1. Your payment history: 35%

As you might expect, when it comes to deciding whether you'll be a good borrower in the future, your credit score heavily weighs the payments you've made in the past.

If you always pay back every business loan, credit card statement, and mortgage bill on time, in full, then you're doing great. Being on time with your payments is most important, but being on time with multiple kinds of payments is an added plus.

In terms of how a late payment will impact your score, there are two factors taken into consideration:

How late did you wind up making the payment?

How often did you make a late payment?

Delinquent payments stick around on your credit score for 7 years, so while making a late payment isn't a lifetime offense, it will impact you for a long time coming.

2. Your debts owed: 30%

This category is often called credit utilization as well, and it essentially asks one question:

Of the credit you have, how much is available for you to use?
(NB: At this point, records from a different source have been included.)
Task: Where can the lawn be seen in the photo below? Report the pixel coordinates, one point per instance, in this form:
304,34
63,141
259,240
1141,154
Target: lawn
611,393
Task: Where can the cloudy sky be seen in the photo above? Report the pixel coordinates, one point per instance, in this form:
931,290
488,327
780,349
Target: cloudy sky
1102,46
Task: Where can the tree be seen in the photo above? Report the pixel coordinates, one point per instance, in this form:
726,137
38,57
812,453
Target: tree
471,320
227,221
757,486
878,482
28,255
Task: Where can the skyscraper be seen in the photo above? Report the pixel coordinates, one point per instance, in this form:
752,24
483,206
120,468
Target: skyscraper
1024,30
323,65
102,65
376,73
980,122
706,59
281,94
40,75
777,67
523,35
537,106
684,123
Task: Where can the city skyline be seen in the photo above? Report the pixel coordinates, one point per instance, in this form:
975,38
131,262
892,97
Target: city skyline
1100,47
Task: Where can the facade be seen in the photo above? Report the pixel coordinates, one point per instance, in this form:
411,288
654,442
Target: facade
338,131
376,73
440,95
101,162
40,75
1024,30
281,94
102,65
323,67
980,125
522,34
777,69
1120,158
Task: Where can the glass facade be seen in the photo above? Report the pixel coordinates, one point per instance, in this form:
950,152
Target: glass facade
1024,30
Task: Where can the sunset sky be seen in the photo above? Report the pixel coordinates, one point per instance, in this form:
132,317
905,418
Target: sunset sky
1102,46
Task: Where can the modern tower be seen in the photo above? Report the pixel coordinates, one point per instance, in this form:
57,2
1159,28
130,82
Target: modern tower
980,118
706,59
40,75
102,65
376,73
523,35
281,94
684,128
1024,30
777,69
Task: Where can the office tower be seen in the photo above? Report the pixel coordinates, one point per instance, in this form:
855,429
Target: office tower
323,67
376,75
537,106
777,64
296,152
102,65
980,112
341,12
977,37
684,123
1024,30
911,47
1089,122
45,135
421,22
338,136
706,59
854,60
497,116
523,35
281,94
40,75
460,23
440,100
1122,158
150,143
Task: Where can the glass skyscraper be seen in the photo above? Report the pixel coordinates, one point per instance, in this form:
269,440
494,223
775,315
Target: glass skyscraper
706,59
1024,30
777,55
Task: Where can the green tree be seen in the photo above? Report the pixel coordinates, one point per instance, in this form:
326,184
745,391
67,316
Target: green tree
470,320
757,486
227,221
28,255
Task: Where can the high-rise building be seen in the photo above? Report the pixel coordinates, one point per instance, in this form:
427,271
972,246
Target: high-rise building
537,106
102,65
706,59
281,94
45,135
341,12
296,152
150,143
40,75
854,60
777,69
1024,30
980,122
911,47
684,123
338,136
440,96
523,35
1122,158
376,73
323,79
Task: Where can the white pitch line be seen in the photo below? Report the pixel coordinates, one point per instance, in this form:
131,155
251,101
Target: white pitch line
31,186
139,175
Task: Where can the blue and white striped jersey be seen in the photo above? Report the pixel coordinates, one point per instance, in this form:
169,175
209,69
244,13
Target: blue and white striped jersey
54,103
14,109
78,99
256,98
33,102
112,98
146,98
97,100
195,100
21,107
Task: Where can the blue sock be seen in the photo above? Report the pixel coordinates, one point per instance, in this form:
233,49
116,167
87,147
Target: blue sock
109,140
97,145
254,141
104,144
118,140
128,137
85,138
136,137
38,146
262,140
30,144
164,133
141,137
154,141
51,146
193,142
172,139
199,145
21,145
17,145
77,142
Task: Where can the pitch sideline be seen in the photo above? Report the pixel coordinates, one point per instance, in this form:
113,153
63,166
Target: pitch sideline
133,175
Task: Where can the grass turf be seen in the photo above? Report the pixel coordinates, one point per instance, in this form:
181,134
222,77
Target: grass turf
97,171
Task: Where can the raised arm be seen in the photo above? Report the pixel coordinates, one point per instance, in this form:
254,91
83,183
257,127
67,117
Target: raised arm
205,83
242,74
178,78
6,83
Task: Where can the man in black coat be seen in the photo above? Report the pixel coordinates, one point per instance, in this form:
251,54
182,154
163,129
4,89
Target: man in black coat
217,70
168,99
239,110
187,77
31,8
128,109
You can express this as a ratio--the credit utilization ratio--to figure out how much leeway you have with your outstanding debt and credit.

This might seem like an odd factor, but here's the big idea: the more credit you have that's still available, the more financial wiggle room you have if something goes wrong. The higher your ratio, the less cushion you have.

For example, if you've maxed out your credit limit of $40,000 across your credit cards and line of credit loans, then you have nothing protecting you in case of an emergency. But if you're only using $5,000 or $10,000 of that available credit, then your credit score will reflect your strategic planning.

3. The length of your credit history: 15%

The more data that FICO has on your borrowing and spending habits, the better they can predict your future decisions. That's why new borrowers with short credit histories tend to have lower scores--because FICO can't really label you as trustworthy without enough history to analyze.

A longer credit history will definitely help your score... So long as that's a history of paying your lenders back on time and keeping your utilization manageable.

Also, your credit history is an average, so be careful when canceling those ancient credit card accounts: they could bring your history length down and potentially lower your score.

4. Your "new credit": 10%

This category takes into account your credit inquiries or the reports that FICO receives each time you apply for a new kind of credit.

Maybe you applied for a business loan, an apartment rental, a car purchase, or a new credit card. FICO receives a report of your credit getting checked by a lender--and since new credit accounts come with these credit inquiries beforehand, a small drop in your score might happen.

5. Your credit mix: 10%

Finally, your credit mix is just a reflection of the diversity of your borrowing habits.

Making on-time payments with a business loan is great, but making on-time payments with a business loan, a mortgage, and an auto loan is excellent.

You probably don't want to go out of your way to take on loans you don't need, so don't worry: this factor only accounts for 10% of your credit score, and you won't be penalized much for not borrowing too much all at once.

So Why Should Small Business Owners Care About Their Personal Credit?

This is the big question.

Now that you understand what a credit score is and how it works, why should you care? Especially about your personal credit score, if you're running a small business?

Your personal credit score will have an enormous impact on your business's eligibility for business loans--plain and simple. Data shows that higher personal credit scores are correlated with better eligibility for business loans, lower interest rates, and larger loan amounts. The higher your personal credit score, the better business loan you can get, generally speaking.

Why?

The answer is deceptively simple. Lenders believe--and the data proves them out--that small business owners' personal financial habits are often the same as their business habits. If you make late payments on your mortgage, they assume you'll do the same for a business loan.

One of the best things you can do for your business's financial borrowing future is to improve your credit score. Don't wait--get started today.